Born Robert Allen Zimmerman in Duluth, Minnesota in 1941, Dylan got his first guitar at the age of 14 and performed in rock and roll bands in high school. He adopted the name Dylan, after the poet Dylan Thomas, and, drawn to the music of Woody Guthrie, began to perform folk music. He moved to New York in 1961, performing in the clubs and cafés of Greenwich Village. His first album, Bob Dylan, was released in 1962, and he followed it up with a host of albums which are today seen as masterpieces, including Blonde On Blonde in 1966, and Blood On The Tracks in 1975. Today, he is seen as one of contemporary popular music’s most influential names.

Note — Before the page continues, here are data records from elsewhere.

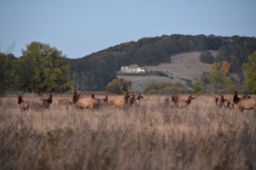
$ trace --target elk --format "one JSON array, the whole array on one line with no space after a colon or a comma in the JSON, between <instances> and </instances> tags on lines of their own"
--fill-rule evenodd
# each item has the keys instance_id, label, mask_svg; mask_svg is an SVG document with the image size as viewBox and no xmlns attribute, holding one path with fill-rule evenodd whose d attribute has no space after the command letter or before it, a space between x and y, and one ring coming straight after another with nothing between
<instances>
[{"instance_id":1,"label":"elk","mask_svg":"<svg viewBox=\"0 0 256 170\"><path fill-rule=\"evenodd\" d=\"M42 109L49 109L49 105L52 103L52 93L49 94L49 98L46 99L39 99L38 104Z\"/></svg>"},{"instance_id":2,"label":"elk","mask_svg":"<svg viewBox=\"0 0 256 170\"><path fill-rule=\"evenodd\" d=\"M73 102L80 109L93 109L98 106L98 100L95 98L95 94L91 94L90 98L81 98L78 90L74 90L72 87Z\"/></svg>"},{"instance_id":3,"label":"elk","mask_svg":"<svg viewBox=\"0 0 256 170\"><path fill-rule=\"evenodd\" d=\"M234 103L236 105L237 109L239 109L241 112L244 110L252 110L253 109L256 112L256 99L243 99L239 98L237 95L237 91L234 92Z\"/></svg>"},{"instance_id":4,"label":"elk","mask_svg":"<svg viewBox=\"0 0 256 170\"><path fill-rule=\"evenodd\" d=\"M108 95L105 95L104 99L96 99L98 100L98 105L105 105L108 104Z\"/></svg>"},{"instance_id":5,"label":"elk","mask_svg":"<svg viewBox=\"0 0 256 170\"><path fill-rule=\"evenodd\" d=\"M178 96L175 94L172 97L171 100L169 98L165 99L165 105L174 107L177 105L177 100L178 100Z\"/></svg>"},{"instance_id":6,"label":"elk","mask_svg":"<svg viewBox=\"0 0 256 170\"><path fill-rule=\"evenodd\" d=\"M123 91L124 98L113 99L108 101L109 105L115 105L118 107L125 108L129 104L130 94L129 92Z\"/></svg>"},{"instance_id":7,"label":"elk","mask_svg":"<svg viewBox=\"0 0 256 170\"><path fill-rule=\"evenodd\" d=\"M219 97L214 97L214 98L215 98L215 104L216 104L217 107L221 108L222 107L221 98L219 98Z\"/></svg>"},{"instance_id":8,"label":"elk","mask_svg":"<svg viewBox=\"0 0 256 170\"><path fill-rule=\"evenodd\" d=\"M135 100L135 105L137 106L140 106L141 105L141 99L143 99L143 96L142 96L141 94L138 94L136 100Z\"/></svg>"},{"instance_id":9,"label":"elk","mask_svg":"<svg viewBox=\"0 0 256 170\"><path fill-rule=\"evenodd\" d=\"M177 106L178 108L184 108L184 107L187 107L187 106L191 103L191 100L192 100L192 99L195 99L195 98L192 97L191 95L189 96L189 98L188 98L187 100L178 99L177 99Z\"/></svg>"},{"instance_id":10,"label":"elk","mask_svg":"<svg viewBox=\"0 0 256 170\"><path fill-rule=\"evenodd\" d=\"M26 100L26 99L23 99L22 97L21 97L21 95L18 95L17 94L17 97L18 97L18 104L20 106L20 110L28 110L28 107L29 107L28 101Z\"/></svg>"},{"instance_id":11,"label":"elk","mask_svg":"<svg viewBox=\"0 0 256 170\"><path fill-rule=\"evenodd\" d=\"M69 101L69 99L59 99L57 100L57 104L67 105L72 105L73 102Z\"/></svg>"}]
</instances>

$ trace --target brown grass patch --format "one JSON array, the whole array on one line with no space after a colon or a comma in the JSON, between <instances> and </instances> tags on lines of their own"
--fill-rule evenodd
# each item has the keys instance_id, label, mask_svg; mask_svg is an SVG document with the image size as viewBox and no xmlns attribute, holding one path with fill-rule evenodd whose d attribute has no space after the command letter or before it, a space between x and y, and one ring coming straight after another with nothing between
<instances>
[{"instance_id":1,"label":"brown grass patch","mask_svg":"<svg viewBox=\"0 0 256 170\"><path fill-rule=\"evenodd\" d=\"M24 98L30 103L37 101ZM49 110L32 107L23 112L16 98L1 98L0 167L256 168L253 110L217 109L211 96L195 96L188 108L166 109L161 106L164 98L146 95L139 108L77 110L73 105L58 105L53 96Z\"/></svg>"}]
</instances>

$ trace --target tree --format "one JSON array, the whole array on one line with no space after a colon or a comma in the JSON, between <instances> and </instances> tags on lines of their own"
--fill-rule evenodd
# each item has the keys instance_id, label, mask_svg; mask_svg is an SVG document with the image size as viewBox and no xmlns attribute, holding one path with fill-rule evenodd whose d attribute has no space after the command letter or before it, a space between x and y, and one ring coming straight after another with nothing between
<instances>
[{"instance_id":1,"label":"tree","mask_svg":"<svg viewBox=\"0 0 256 170\"><path fill-rule=\"evenodd\" d=\"M14 62L8 55L0 53L0 93L15 86L13 82Z\"/></svg>"},{"instance_id":2,"label":"tree","mask_svg":"<svg viewBox=\"0 0 256 170\"><path fill-rule=\"evenodd\" d=\"M32 42L18 60L19 86L29 92L65 92L70 88L65 56L49 44Z\"/></svg>"},{"instance_id":3,"label":"tree","mask_svg":"<svg viewBox=\"0 0 256 170\"><path fill-rule=\"evenodd\" d=\"M107 90L113 94L122 94L122 90L128 91L131 86L130 81L125 81L123 78L116 78L110 82L107 86Z\"/></svg>"},{"instance_id":4,"label":"tree","mask_svg":"<svg viewBox=\"0 0 256 170\"><path fill-rule=\"evenodd\" d=\"M213 63L208 78L212 90L230 91L233 88L232 81L228 76L230 64L228 61Z\"/></svg>"},{"instance_id":5,"label":"tree","mask_svg":"<svg viewBox=\"0 0 256 170\"><path fill-rule=\"evenodd\" d=\"M205 91L205 89L204 89L204 87L202 84L202 81L200 78L198 78L194 85L194 92L195 93L202 93L204 91Z\"/></svg>"},{"instance_id":6,"label":"tree","mask_svg":"<svg viewBox=\"0 0 256 170\"><path fill-rule=\"evenodd\" d=\"M248 90L256 93L256 51L248 57L248 62L242 65L245 84Z\"/></svg>"}]
</instances>

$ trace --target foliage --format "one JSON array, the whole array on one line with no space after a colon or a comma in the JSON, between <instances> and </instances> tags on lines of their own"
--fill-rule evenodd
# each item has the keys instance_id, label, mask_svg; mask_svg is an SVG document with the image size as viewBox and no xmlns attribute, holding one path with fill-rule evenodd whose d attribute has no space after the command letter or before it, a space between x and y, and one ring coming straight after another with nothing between
<instances>
[{"instance_id":1,"label":"foliage","mask_svg":"<svg viewBox=\"0 0 256 170\"><path fill-rule=\"evenodd\" d=\"M49 44L32 42L18 60L19 87L22 90L66 92L70 88L69 66L65 56Z\"/></svg>"},{"instance_id":2,"label":"foliage","mask_svg":"<svg viewBox=\"0 0 256 170\"><path fill-rule=\"evenodd\" d=\"M248 57L248 62L243 64L243 72L246 79L246 87L256 94L256 51Z\"/></svg>"},{"instance_id":3,"label":"foliage","mask_svg":"<svg viewBox=\"0 0 256 170\"><path fill-rule=\"evenodd\" d=\"M146 37L72 60L70 75L86 89L104 90L122 65L157 65L172 62L172 56L177 54L208 50L218 50L215 62L227 60L230 63L230 71L239 74L242 80L241 64L256 50L256 38L178 34ZM212 57L207 57L207 62L212 62Z\"/></svg>"},{"instance_id":4,"label":"foliage","mask_svg":"<svg viewBox=\"0 0 256 170\"><path fill-rule=\"evenodd\" d=\"M123 93L123 90L129 91L131 86L131 82L130 81L125 81L123 78L116 78L108 84L107 89L108 93L120 94Z\"/></svg>"},{"instance_id":5,"label":"foliage","mask_svg":"<svg viewBox=\"0 0 256 170\"><path fill-rule=\"evenodd\" d=\"M233 88L231 79L228 76L230 64L228 61L222 63L213 63L211 72L208 75L209 81L212 83L212 90L230 91Z\"/></svg>"},{"instance_id":6,"label":"foliage","mask_svg":"<svg viewBox=\"0 0 256 170\"><path fill-rule=\"evenodd\" d=\"M210 52L206 51L201 54L200 60L206 64L212 64L214 62L214 57Z\"/></svg>"},{"instance_id":7,"label":"foliage","mask_svg":"<svg viewBox=\"0 0 256 170\"><path fill-rule=\"evenodd\" d=\"M205 89L204 89L202 81L200 78L198 78L196 80L196 82L194 85L194 92L195 93L202 93L204 91L205 91Z\"/></svg>"},{"instance_id":8,"label":"foliage","mask_svg":"<svg viewBox=\"0 0 256 170\"><path fill-rule=\"evenodd\" d=\"M13 88L15 82L15 61L9 56L0 53L0 94L4 93L8 88Z\"/></svg>"}]
</instances>

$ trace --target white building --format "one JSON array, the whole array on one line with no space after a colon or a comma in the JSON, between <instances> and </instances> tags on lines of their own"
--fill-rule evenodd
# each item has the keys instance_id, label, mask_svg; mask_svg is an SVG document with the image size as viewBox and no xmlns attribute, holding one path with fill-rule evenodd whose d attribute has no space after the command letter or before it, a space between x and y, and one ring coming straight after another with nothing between
<instances>
[{"instance_id":1,"label":"white building","mask_svg":"<svg viewBox=\"0 0 256 170\"><path fill-rule=\"evenodd\" d=\"M122 66L120 69L120 73L146 73L144 69L142 69L137 65L132 65L130 66Z\"/></svg>"}]
</instances>

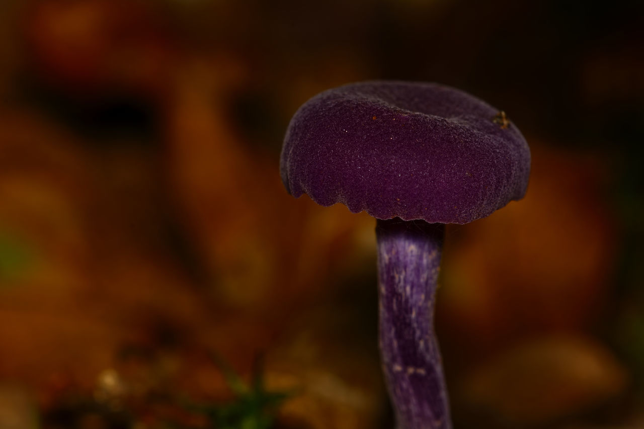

According to the Nobel prize committee, his albums “revolv[e] around topics like the social conditions of man, religion, politics and love”. Perhaps looking to forestall criticism of the fact that Dylan is largely seen as a musician rather than an author, the committee added that his lyrics have “continuously been published in new editions”, and that “besides his large production of albums, Dylan has published experimental work like Tarantula (1971) and the collection Writings and Drawings (1973)”, as well as “the autobiography Chronicles (2004), which depicts memories from the early years in New York and which provides glimpses of his life at the centre of popular culture”.
“As an artist, he is strikingly versatile; he has been active as painter, actor and scriptwriter,” said the announcement. “Dylan has the status of an icon. His influence on contemporary music is profound, and he is the object of a steady stream of secondary literature.”
The winner of the Nobel prize for literature is chosen by the 18 members of the Swedish Academy, who are looking for “the person who shall have produced in the field of literature the most outstanding work in an ideal direction”, according to Alfred Nobel’s will. The award admits on its website that “Alfred Nobel’s prescriptions for the literature prize were quite vague”, adding that: “in fact, the history of the literature prize appears as a series of attempts to interpret an imprecisely worded will.”
The choice of Dylan follows speculation about disagreement amongst the judging panel. The prize was expected to be announced last week, in the same week as the science medals, and the Academy’s Per Wästberg said the different date was a matter of logistics. But Bjorn Wiman, cultural pages editor at Sweden’s Dagens Nyheter, told the South China Morning Post that “if you ask me, it’s absolutely not a ‘calendar’ issue. This is a sign there’s a disagreement in the process to select a winner.”
Danius advised those unfamiliar with the work of Dylan to start with the 1966 album Blonde on Blonde. “It’s an extraordinary example of his brilliant way of rhyming, putting together refrains, and his pictorial way of thinking,” she said. When she was young, she admitted, she was “not really” a Dylan fan, preferring the works of David Bowie. “Perhaps it’s a question of generation – today I’m a lover of Bob Dylan,” she said.
Dylan becomes the first American to win the Nobel prize for literature since Toni Morrison took the prize in 1993. His triumph follows comments in 2008 from Horace Engdahl, then permanent secretary of the Nobel prize jury, that “the US is too isolated, too insular. They don’t translate enough and don’t really participate in the big dialogue of literature … That ignorance is restraining.”
Today, a jury now headed by Engdahl’s successor have obviously changed their mind.